At first I made a site of my own design and tried to recreate the excel sheet as best I could from memory. When I completed the site, it got less then a warm welcome from my girlfriend’s gymnastics team… in fact she was the only one to say anything about it to me. So here I am, completely redesigning the site and discussing wireframes with her. I plan on redoing the site and following NAIGC rules for the scoring.

The next competition is in the spring of 2016. I hope to finish the project this summer. I’ll update this post when it’s completed.

EMU Gymnastics Club Website

One of my first “professional” website creations. Making the club’s website gave me a solid 4.0 in a college web design class where I reviewed the basics of CSS, Javascript, and HTML5. Fun stuff really.

What I learned by doing this project is how important initial design and communication is.
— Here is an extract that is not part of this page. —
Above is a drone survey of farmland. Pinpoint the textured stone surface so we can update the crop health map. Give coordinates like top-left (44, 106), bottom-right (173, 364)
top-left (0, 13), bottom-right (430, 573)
Working with a client (in this case, the “client” is my girlfriend a.k.a club President) means that you can’t just look at the website and think “Good enough, ship it”. It has to meet their requirements first and foremost. A good draft means you should be able to make it once and need only a few updates, which is a lot easier than making thousands of revisions each time your client asks for something different.

That being said, looking back on your work and seeing what can be improved is always worthwhile! When I first hosted the project, the website looked decent. Most of the CSS work was custom and I was using a very robust HTML template. I went back recently and overhauled it, scrapping the files completely and using new frameworks like twitter Bootstrap. The new design is much more responsive and looks cleaner in my opinion. I’m getting more feedback from the club so I think they are more enthusiastic about it.

You can see the difference on my github pages.

Automatic Sharing on Facebook and Twitter

How many people do you see every day that are staring infinity into their smartphones? How much would you bet that they are on Facebook or Twitter right now? There are also a lot of people on the internet who write interesting blog posts to people about a lot of cool things… and I am one of those people. There is a wordpress plugin that allows me to share new published posts with friends and followers automatically. Thanks xyzscripts!

Using their awesome step-by-step setups, I was able to create Facebook and Twitter applications in under a half hour that would allow the plugin to work on my social media accounts. Publishing this post is the first test run of the new plugin.

Shout out to everyone who read this because they saw the link on either Facebook or Twitter, feel free to comment below!

Developing KORA 3.0

This is a big project I’ve worked on from the beginning when working at Matrix: Center for Digital Humanities & Social Sciences. It’s taking an old platform and revamps it into a modern application. KORA 1.0 was built over the last two decades by non-software developers, I never saw the code personally but I heard horror stories of unorganized pages of code that was thousands of lines long.

KORA 2.0 reorganized the code into an Object-Oriented-Programming (OOP) format, Matrix’s system admin (now retired) and students introduced classes and actually made the code readable to developers. The current release of KORA (2.6.3) is the latest version we have released to the public.

If you’re still asking, what the heck is KORA anyways? Well, it’s a african instrument.

But the application is a way to store analog data (Pictures, books, interviews, etc) into a digital database. Picture if you will, a way for non-developers to create, update, and use a database without even realizing it.

KORA 3.0 is using a PHP framework called Laravel to further improve the code layout. We’re introducing a MVC layout to separate content pages, objects and actions, and controllers. The plan is to also restructure the database tables and format all the classes to match a theme to make it easier for new students to continue developing it. KORA 3.0 will implement the latest and greatest there is to offer including HMTL5, CSS3, RESTful APIs and more.